Duration: 1st–21st DSA run: 140 min; fluoroscopy time: 44 min
The patient regained full functionality shortly after discharge. The most recent routine clinical follow-up two years after the treatment showed no residual neurological or functional deficits (modified Rankin Scale: 0, Glasgow outcome score: 5).
This case represents a typical scenario of a ruptured cerebral aneurysm with favorable anatomy for endovascular management. With the appropriate sizing of the coil, the latter of the two remained stable after detachment and was sufficient for complete and stable occlusion of the aneurysm over the two-year follow-up.
Interestingly, despite the small size and the relative smooth contour of the aneurysmal sac, the presentation was due to acute rupture and diffuse SAH, which questions the applicability of the results from the International Study of Unruptured Intracranial Aneurysms (ISUIA Investigators 1998) in daily practice.

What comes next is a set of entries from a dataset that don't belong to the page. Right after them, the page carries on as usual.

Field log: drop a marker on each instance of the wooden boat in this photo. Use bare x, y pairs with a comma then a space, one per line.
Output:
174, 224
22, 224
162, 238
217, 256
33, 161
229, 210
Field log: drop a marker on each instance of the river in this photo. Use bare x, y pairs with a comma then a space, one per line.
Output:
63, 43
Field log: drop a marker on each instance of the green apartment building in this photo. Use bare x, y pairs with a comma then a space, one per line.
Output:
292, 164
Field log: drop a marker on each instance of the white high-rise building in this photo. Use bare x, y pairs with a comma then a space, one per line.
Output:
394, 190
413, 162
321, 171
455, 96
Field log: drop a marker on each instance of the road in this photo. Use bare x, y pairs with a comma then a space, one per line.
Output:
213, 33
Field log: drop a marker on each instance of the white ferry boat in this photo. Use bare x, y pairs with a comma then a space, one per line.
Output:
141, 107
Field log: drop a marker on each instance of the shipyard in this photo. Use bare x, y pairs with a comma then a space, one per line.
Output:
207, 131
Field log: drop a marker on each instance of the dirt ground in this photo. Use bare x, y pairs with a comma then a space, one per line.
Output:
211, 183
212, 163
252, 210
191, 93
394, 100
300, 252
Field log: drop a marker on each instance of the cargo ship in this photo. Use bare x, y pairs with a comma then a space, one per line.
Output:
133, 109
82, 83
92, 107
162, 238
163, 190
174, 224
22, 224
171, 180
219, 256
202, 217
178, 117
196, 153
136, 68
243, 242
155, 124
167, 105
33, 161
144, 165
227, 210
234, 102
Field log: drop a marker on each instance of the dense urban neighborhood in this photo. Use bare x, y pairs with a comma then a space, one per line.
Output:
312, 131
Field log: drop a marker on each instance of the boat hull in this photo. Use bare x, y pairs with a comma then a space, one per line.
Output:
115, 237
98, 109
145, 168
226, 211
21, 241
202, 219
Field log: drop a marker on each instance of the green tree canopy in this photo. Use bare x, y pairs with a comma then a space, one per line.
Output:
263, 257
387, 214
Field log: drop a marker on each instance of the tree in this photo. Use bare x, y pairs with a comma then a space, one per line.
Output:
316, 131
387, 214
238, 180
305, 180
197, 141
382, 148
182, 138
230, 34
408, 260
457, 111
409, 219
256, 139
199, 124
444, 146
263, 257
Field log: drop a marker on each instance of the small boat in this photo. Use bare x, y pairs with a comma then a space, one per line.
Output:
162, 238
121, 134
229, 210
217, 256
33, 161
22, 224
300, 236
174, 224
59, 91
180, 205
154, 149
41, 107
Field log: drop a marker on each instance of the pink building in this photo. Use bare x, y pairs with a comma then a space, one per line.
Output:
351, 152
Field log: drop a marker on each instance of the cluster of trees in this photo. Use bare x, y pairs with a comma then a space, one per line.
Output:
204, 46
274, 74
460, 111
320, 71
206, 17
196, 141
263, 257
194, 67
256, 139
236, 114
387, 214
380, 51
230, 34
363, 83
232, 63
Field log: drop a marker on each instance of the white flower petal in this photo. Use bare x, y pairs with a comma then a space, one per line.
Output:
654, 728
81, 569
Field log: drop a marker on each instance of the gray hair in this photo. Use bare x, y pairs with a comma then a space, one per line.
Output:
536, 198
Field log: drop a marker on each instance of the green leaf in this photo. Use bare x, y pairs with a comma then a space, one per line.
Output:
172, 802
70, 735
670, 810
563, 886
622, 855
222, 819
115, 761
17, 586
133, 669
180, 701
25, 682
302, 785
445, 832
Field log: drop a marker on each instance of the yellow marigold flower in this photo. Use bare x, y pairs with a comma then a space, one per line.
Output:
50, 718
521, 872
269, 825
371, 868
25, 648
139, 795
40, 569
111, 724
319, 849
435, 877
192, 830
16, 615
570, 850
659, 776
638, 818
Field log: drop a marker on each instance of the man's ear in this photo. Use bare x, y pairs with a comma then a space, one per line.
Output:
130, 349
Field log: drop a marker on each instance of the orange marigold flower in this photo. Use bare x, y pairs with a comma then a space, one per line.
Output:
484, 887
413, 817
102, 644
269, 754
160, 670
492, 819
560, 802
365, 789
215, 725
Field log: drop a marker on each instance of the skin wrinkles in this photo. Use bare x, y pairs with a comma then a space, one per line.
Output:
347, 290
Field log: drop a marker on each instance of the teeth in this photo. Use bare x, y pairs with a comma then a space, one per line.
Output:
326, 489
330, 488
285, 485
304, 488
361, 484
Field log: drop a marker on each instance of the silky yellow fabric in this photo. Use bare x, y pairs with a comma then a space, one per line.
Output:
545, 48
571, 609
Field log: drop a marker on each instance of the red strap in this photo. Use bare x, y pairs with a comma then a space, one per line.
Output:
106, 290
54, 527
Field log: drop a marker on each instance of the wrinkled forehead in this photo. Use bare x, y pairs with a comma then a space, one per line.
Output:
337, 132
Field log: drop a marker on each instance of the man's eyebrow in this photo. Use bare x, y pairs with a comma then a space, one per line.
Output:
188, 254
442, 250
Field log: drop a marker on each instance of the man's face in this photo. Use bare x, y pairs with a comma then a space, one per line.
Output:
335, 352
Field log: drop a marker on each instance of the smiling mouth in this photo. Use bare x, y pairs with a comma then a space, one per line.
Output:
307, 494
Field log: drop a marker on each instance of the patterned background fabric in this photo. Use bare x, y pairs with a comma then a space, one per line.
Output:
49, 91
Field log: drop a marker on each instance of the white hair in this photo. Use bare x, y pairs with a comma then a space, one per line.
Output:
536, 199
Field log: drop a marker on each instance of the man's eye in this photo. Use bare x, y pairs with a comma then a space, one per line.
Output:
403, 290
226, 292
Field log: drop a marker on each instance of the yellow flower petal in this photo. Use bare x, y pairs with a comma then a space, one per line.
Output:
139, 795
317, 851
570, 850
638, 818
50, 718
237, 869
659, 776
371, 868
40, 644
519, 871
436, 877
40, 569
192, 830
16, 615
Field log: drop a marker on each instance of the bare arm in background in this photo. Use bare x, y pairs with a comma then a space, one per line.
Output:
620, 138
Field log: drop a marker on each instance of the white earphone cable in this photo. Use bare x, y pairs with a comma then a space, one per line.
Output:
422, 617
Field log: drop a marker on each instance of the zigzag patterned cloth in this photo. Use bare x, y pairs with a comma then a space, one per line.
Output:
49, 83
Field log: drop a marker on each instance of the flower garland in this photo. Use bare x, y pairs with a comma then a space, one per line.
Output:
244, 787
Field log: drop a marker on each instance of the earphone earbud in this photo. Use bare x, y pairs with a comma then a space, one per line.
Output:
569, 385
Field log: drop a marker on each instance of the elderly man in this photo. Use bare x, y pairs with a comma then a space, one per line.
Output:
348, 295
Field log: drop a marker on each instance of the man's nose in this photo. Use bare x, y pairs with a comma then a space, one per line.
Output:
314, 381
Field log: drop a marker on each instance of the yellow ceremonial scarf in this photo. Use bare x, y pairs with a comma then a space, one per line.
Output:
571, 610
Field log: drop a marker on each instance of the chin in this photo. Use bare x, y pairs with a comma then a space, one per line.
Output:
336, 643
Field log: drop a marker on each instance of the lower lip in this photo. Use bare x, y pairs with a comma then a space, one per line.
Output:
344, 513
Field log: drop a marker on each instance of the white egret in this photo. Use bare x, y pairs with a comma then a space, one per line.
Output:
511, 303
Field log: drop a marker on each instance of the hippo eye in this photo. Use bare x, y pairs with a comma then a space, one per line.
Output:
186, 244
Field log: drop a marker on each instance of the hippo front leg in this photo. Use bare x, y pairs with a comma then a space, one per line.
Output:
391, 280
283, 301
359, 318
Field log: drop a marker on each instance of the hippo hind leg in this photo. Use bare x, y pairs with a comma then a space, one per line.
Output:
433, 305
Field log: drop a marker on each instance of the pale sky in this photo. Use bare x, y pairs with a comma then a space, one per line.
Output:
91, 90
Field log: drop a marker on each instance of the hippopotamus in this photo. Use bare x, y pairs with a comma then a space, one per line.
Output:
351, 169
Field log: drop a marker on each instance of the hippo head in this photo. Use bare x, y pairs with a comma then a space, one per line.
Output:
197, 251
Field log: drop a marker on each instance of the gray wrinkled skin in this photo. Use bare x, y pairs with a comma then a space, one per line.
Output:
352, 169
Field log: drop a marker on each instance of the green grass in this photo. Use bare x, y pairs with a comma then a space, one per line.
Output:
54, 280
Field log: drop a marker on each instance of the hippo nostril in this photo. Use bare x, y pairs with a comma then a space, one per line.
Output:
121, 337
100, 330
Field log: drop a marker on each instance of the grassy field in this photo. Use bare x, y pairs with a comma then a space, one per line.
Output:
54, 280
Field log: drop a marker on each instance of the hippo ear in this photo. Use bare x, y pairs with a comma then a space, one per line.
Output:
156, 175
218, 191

Smaller prospective studies do indeed suggest that the risk of rupture in incidentally detected aneurysms is higher than what was observed in the ISUIA (Yasui et al. 1997; Tsutsumi et al. 2000; Korja et al. 2014).
The presented case also demonstrates that with the appropriate management in a specialized center, good clinical outcome can be achieved in a subset of elderly patients. Although, it is beyond question that older age is independently associated with unfavorable clinical outcome after aneurysmal SAH (Mocco et al. 2006; Nieuwkamp et al. 2006). Nevertheless, treatment should not be withheld based only on age, especially in case of a good initial clinical condition (Schöller et al. 2013).